Antonio Vieira Transtagano, embora residente no estrangeiro, não esteve desligado das questões da língua e cultura portuguesas. Nas palavras de Innocencio da Silva (1858, p. 293), foi um “sábio portuguez, que ainda em paiz extranho honrou a sua pátria, e a serviu com seus escriptos”. Com suas produções ajudou a colocar o português no mesmo patamar do inglês, francês e italiano – o português deixou de ser uma língua secundária e passou a estar igualado às línguas de cultura da época.

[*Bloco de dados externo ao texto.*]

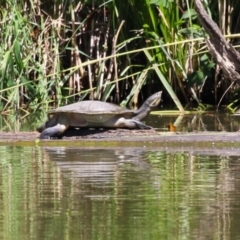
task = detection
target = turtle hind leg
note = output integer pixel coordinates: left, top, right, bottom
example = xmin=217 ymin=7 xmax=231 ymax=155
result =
xmin=114 ymin=118 xmax=152 ymax=129
xmin=131 ymin=119 xmax=153 ymax=129
xmin=39 ymin=123 xmax=68 ymax=139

No tocante à instrumentalização de pessoas para as diversas necessidades de intercâmbio entre portugueses e ingleses (e vice-versa), Transtagano produziu dois compêndios, que se complementam, uma gramática e um dicionário, e que adquiriram tradição, publicados e reeditados várias vezes, chegando a servirem de referência a outros escritores quando da produção de suas obras. Suas produções são de fundamental importância, pois são compêndios voltados para o ensino do Português como língua estrangeira, escritos em inglês, e serviram para estreitar as relações entre Portugal e Inglaterra, e podem ter sido usados inclusive pelos portugueses. Em seu Prefácio da

New Portuguese Grammar, afirma ser a utilidade da língua portuguesa “tão bem

conhecida por todos os mercadores ingleses que fazem negócios em geral nas diferentes partes do mundo conhecido”, e, portanto “será desnecessário utilizar-se de quaisquer argumentos aqui para prová-lo” (TRANSTAGANO, 1768, p. v) 75.

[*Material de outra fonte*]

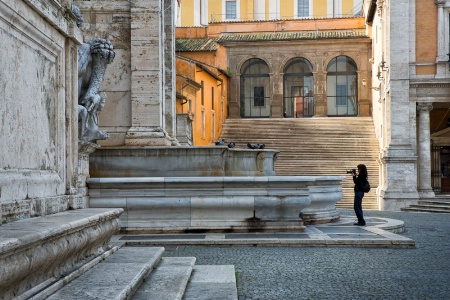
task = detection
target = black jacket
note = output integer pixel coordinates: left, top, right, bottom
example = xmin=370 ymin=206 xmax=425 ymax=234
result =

Quanto ao estudo da língua inglesa – pelos portugueses – ele o justifica pela relação econômica, bélica e mercantil que Portugal sempre teve com a Inglaterra. Nesse sentido, foi com o intuito não só de facilitar o acesso às grandes obras inglesas e portuguesas, das quais se poderia aprender em prol do progresso, mas principalmente para promover este progresso e facilitar a manutenção das relações comerciais entre os dois países, como explica em seus Prefácios de seu Dictionary of the Portuguese and

English Languages (1773), intitulado “To the Reader”, na primeira parte, destinada aos

ingleses, e “Ao Leitor”, na segunda, voltada para os portugueses.